И.М.: Яркое событие – отъезд Неизвестного, его проводы. У всех было ожидание чуда, связанное с тем, что человек такого калибра выбирался на Запад. Как он разовьется? Что будет? У него мастерская вначале была в Швейцарии…
Е.Е.: Все считали, что он должен помочь своим друзьям пробиться на Запад, как-то их рекламировать, помогать. Никто не понимал, как трудно там самому пробиться. С Кабаковым очень многие друзья поругались из-за этого.
Еще характерная для семидесятых проблема и криминальная эпопея – отправление работ на Запад. Делали это, в основном, иностранцы с дипломатическими паспортами, причем из северных стран. Такие мужественные люди, которые ночью подъезжали на «Вольво» с громадными багажниками, грузили туда работы и увозили в темноту…
И.М.: Насколько изменилась жизнь. Разве можно сейчас представить, чтобы высокопоставленные чиновники занимались таким делом!
Е.Е.: Проблема крылась в противостоянии властям. Все эти журналисты и дипломаты были яркими людьми. Например, Норберт Кухинке, который снялся в фильме «Осенний марафон» с Басилашвили.
И.М. К западным людям было безграничное доверие, что сейчас совершенно исчезло. Они оправдывали это и становились, наверное, с нами лучше, чем на самом деле. Они вовлекались в эту игру, проявляли абсолютное бескорыстие, благородство. Сейчас мы не можем ждать от них таких чувств. Тогда же все были безупречны – и дипломаты, и журналисты. Сейчас это трудно себе представить. И нам казалось тогда, что за границей все люди – другие, изумительные, на фоне которых советские – просто монстры, вонючие, злобные, беспощадные гады, нечисть какая-то.
Е.Е.: Но что еще характерно – нас мучила мания преследования. Казалось, что нас прослушивают, наблюдают все время. Частично это было оправданно.
И.М.: Исключая посадку Сысоева, КГБ достаточно мягко действовал в то время. Не убивали.
Е.Е.: Но после отъезда Неизвестного многих художников таскали в КГБ. Янкилевского, например. И меня приглашали; позвонили моей бабушке под предлогом, что они мои друзья, Витя и Саша, и хотели со мной поговорить. А мы в то время ходили к Алику Сидорову, слушали лекции Альбрехта. Это было довольно неприятно.

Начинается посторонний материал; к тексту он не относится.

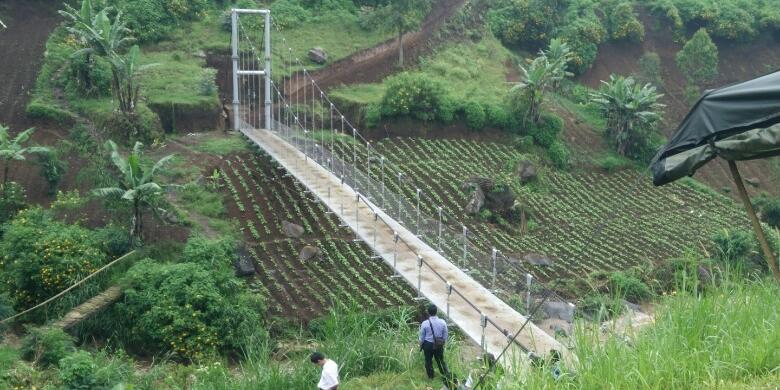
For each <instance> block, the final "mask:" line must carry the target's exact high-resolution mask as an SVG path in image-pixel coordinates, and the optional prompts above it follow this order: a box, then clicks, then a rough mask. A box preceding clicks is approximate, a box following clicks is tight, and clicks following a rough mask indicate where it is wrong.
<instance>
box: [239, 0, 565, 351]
mask: <svg viewBox="0 0 780 390" xmlns="http://www.w3.org/2000/svg"><path fill="white" fill-rule="evenodd" d="M231 19H232V45H231V46H232V85H233V90H232V93H233V102H232V103H233V104H232V111H233V112H232V116H233V117H232V120H233V127H234V129H235V130H237V131H239V132H241V133H242V134H244V135H245V136H246V137H247V138H248V139H249V140H251V141H252V142H253V143H255V144H256V145H258V146H259V147H260V148H262V149H263V150H264V151H265V152H266V153H268V154H269V155H270V156H271V157H272V158H274V159H275V160H276V161H277V162H278V163H279V164H280V165H281V166H282V167H283V168H284V169H285V170H286V171H287V172H288V173H289V174H290V175H292V176H293V177H295V178H296V179H297V180H298V181H299V182H301V183H302V184H303V185H304V186H305V187H306V188H307V190H308V191H309V192H310V193H311V194H313V195H314V196H316V197H317V198H318V199H319V200H320V201H321V202H322V203H323V204H325V205H326V206H327V207H328V209H330V210H331V212H333V213H335V214H336V215H337V216H338V217H339V218H340V219H341V220H342V221H343V224H344V226H347V227H349V228H350V229H351V230H352V231H353V232H354V233H355V239H356V240H362V241H364V242H365V243H366V244H368V245H369V246H370V247H371V248H372V250H373V251H374V252H375V253H376V256H375V257H374V258H372V259H366V261H384V262H385V263H386V264H387V265H388V266H390V267H392V269H393V270H394V275H393V277H396V278H403V280H405V281H406V282H407V283H409V284H410V285H411V286H413V287H414V288H415V290H416V292H417V299H419V300H423V299H424V300H427V301H430V302H431V303H433V304H435V305H436V306H438V307H439V310H440V312H441V313H444V314H446V317H447V319H448V320H449V321H450V322H451V323H452V324H454V325H456V326H457V327H458V328H459V329H460V330H461V332H462V333H463V334H465V335H466V336H468V337H469V338H471V339H472V340H473V341H474V342H475V343H477V344H478V345H479V346H480V347H481V348H482V349H483V351H484V352H486V353H490V354H492V355H493V356H499V355H501V354H502V352H504V351H505V350H506V353H504V354H503V355H502V360H503V363H504V364H507V365H514V366H520V365H525V363H526V362H528V359H527V357H528V356H529V354H531V353H532V354H533V355H535V356H540V357H547V356H548V355H549V354H550V353H551V352H552V351H558V353H559V354H560V355H561V356H563V358H564V360H570V359H572V356H571V354H570V353H569V351H568V349H567V348H566V347H564V346H563V345H562V344H561V343H560V342H558V341H557V340H556V339H555V338H553V337H551V336H550V335H548V334H547V333H545V332H544V331H542V330H541V329H539V328H538V327H537V326H536V325H534V324H533V323H531V322H530V321H528V318H527V316H526V315H523V314H521V313H519V312H518V311H517V310H515V309H513V308H512V307H510V306H509V305H508V304H507V303H505V302H504V301H502V300H501V299H500V298H499V297H497V296H496V294H495V292H496V289H497V286H496V273H497V270H498V268H499V267H500V266H507V264H509V265H511V266H515V267H517V265H516V264H514V263H513V262H511V261H509V260H508V259H507V258H505V257H504V256H503V255H502V254H501V253H500V252H499V251H497V250H496V249H493V250H492V251H490V252H489V253H482V252H481V251H480V250H479V249H478V248H477V247H476V246H475V245H473V244H471V243H470V241H471V240H472V239H473V235H474V234H476V233H473V232H469V231H468V229H467V228H466V227H465V225H464V224H463V223H461V222H460V221H459V219H458V217H457V216H454V215H450V214H449V213H447V212H445V211H444V209H443V207H441V206H436V203H435V202H434V200H433V199H432V198H430V195H429V194H425V193H424V192H423V191H422V190H421V189H420V188H419V187H418V186H415V183H412V182H410V181H409V180H407V179H406V178H405V176H404V174H403V171H402V170H401V169H400V168H399V167H397V166H395V165H394V164H392V163H391V162H390V161H389V160H388V159H385V157H384V156H382V155H381V153H379V152H378V151H377V150H376V149H375V148H374V147H373V146H372V145H371V143H370V142H368V141H367V140H366V139H365V138H364V137H363V136H362V135H361V134H360V132H359V131H358V129H356V128H355V127H354V126H353V125H352V124H351V123H350V122H349V120H348V119H347V118H346V117H345V115H344V114H343V113H342V112H341V111H339V109H338V107H336V105H335V104H333V102H332V101H331V100H330V99H329V98H328V96H327V94H326V93H325V91H323V90H322V89H321V88H320V86H319V85H318V84H317V81H316V80H315V79H314V78H313V77H312V75H311V73H310V72H309V71H308V70H307V69H306V67H305V66H304V64H303V63H302V62H301V61H300V59H298V58H296V57H295V55H294V54H293V53H294V51H293V49H292V48H290V47H289V46H288V45H287V41H286V39H284V37H283V36H282V35H281V31H280V30H279V29H278V28H276V29H275V33H274V34H275V35H277V37H276V42H275V43H274V44H273V46H274V47H276V51H273V49H274V47H272V32H271V31H272V26H273V27H275V26H274V23H273V19H272V18H271V15H270V12H269V11H267V10H246V9H234V10H233V11H232V15H231ZM245 20H252V21H253V23H251V24H250V23H248V22H243V21H245ZM258 22H260V23H258ZM279 46H281V49H279ZM272 60H275V61H272ZM274 65H275V67H274ZM337 139H340V140H347V141H348V142H337V141H336V140H337ZM345 144H346V145H349V146H348V147H344V145H345ZM350 148H351V150H350ZM409 186H411V193H413V194H414V196H413V197H412V198H409V197H408V196H406V197H405V196H404V195H403V193H404V192H407V191H402V189H403V188H404V187H409ZM421 205H423V207H421ZM426 209H427V210H430V209H433V210H437V213H436V214H437V215H434V216H430V215H426V214H425V212H424V211H423V210H426ZM469 265H471V266H484V267H486V268H487V269H489V270H491V273H492V280H490V281H489V283H487V284H489V286H488V287H490V288H488V287H485V285H483V284H482V283H480V282H478V281H477V280H475V279H474V278H473V277H472V276H471V275H469V273H468V272H467V271H468V270H467V268H468V266H469ZM526 275H527V277H526V281H525V283H526V286H527V287H528V289H529V290H528V291H529V293H528V296H527V298H528V304H527V308H528V309H529V311H530V307H531V295H530V283H532V282H531V281H532V280H533V276H532V275H531V274H530V273H526ZM536 287H537V290H542V291H544V290H545V288H544V286H543V284H537V286H536ZM546 293H548V294H554V292H552V291H549V290H548V291H546ZM556 299H559V300H560V297H556ZM526 314H527V313H526ZM518 331H519V334H517V332H518ZM515 334H517V337H513V336H514V335H515Z"/></svg>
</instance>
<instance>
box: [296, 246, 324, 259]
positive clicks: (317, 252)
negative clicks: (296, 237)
mask: <svg viewBox="0 0 780 390" xmlns="http://www.w3.org/2000/svg"><path fill="white" fill-rule="evenodd" d="M321 254H322V253H321V252H320V248H317V247H315V246H311V245H306V246H305V247H303V249H301V252H300V253H299V254H298V260H299V261H301V262H306V261H309V260H312V259H319V258H320V255H321Z"/></svg>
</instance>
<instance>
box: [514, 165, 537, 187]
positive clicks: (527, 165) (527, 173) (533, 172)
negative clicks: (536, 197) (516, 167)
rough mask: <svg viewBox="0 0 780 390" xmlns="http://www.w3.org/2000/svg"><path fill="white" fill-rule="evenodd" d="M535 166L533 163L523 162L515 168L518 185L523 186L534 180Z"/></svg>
mask: <svg viewBox="0 0 780 390" xmlns="http://www.w3.org/2000/svg"><path fill="white" fill-rule="evenodd" d="M536 176H537V174H536V166H535V165H534V163H532V162H530V161H528V160H524V161H521V162H520V164H519V165H518V166H517V177H518V178H519V179H520V184H525V183H529V182H532V181H534V180H536Z"/></svg>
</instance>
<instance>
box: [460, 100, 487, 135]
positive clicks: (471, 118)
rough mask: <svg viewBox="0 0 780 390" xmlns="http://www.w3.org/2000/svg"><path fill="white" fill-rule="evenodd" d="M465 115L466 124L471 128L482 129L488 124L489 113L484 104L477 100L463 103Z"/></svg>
mask: <svg viewBox="0 0 780 390" xmlns="http://www.w3.org/2000/svg"><path fill="white" fill-rule="evenodd" d="M463 115H464V116H465V117H466V125H467V126H468V127H469V129H471V130H482V129H483V128H485V125H486V124H487V115H485V109H484V108H483V107H482V104H480V103H479V102H476V101H473V100H471V101H468V102H466V103H465V104H464V105H463Z"/></svg>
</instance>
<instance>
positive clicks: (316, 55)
mask: <svg viewBox="0 0 780 390" xmlns="http://www.w3.org/2000/svg"><path fill="white" fill-rule="evenodd" d="M309 59H310V60H312V62H314V63H316V64H320V65H321V64H324V63H326V62H328V53H326V52H325V49H323V48H321V47H313V48H311V49H309Z"/></svg>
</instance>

Они выясняли, прощупывали, кто что думает, кто может какую информацию дать, все под предлогом убийства или попытки убийства. И про Косолапова меня спрашивали, и про Неизвестного. Но поскольку я была подготовлена, все меня поддерживали, то я держалась с ними жестко.
Хорошую лекцию мне прочитал тогда Шифферс – поскольку он был режиссером; он сказал: «Ты имей в виду, что это не железные машины, а обычные люди, у них есть свои слабости». И я воспользовалась этими слабостями. Меня спросили, для чего мне нужен вазелин. А я сказала: «Чтобы снимать посмертную маску. Но можно снять маску и с живых людей. Вот с вас, например». Вижу, ему это неприятно стало, и он изменился в лице… И под конец мне сунули фотографию, где была какая-то голая задница и надпись «Елена». Что это такое, как это нужно было расценить – непонятно. Вероятно, форма психологического давления. Я думаю, они просто собирали какие-то картотеки на людей.

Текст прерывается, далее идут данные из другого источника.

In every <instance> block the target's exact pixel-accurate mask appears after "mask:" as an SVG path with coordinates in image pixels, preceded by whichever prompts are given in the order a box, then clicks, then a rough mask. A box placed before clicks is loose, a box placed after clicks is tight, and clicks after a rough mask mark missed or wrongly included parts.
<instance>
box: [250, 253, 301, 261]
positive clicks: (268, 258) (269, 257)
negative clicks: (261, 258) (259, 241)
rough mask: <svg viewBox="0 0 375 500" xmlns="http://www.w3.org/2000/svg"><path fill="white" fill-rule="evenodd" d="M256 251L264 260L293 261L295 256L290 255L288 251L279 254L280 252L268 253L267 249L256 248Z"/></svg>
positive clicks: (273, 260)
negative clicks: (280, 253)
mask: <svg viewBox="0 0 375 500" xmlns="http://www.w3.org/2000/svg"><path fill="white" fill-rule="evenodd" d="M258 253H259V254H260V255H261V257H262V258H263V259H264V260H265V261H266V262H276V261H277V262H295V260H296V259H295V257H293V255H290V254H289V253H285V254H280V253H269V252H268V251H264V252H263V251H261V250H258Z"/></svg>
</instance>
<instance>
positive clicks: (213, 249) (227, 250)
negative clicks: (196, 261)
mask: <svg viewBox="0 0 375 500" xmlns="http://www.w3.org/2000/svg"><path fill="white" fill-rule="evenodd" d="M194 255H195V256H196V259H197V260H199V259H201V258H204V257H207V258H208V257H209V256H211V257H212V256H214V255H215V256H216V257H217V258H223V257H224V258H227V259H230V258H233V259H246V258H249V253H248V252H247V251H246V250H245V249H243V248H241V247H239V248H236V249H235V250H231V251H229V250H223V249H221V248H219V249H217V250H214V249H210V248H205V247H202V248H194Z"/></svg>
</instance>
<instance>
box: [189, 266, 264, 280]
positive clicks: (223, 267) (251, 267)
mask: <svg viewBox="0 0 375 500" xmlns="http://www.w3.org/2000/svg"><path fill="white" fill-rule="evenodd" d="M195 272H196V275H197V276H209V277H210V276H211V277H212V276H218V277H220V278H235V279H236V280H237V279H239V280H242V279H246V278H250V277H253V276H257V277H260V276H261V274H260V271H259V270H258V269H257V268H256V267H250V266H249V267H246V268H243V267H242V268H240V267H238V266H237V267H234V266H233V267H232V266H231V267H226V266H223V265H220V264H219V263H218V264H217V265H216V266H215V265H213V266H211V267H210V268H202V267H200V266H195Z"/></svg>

И.М.: Для меня 1970-е – время художественной стабильности, время политической стагнации и глубочайшего застоя, с одной стороны. Но это и позитивное время и плодотворные годы, когда были творческие силы. И была динамика в том, что люди уезжали, и определялось, кто остается, кто уезжает. А неприятные факторы, как КГБ, – они были и будирующими одновременно.
Е.Е.: Это было плодотворнейшее время для русского искусства. Во-первых, возникло такое направление, как соц-арт.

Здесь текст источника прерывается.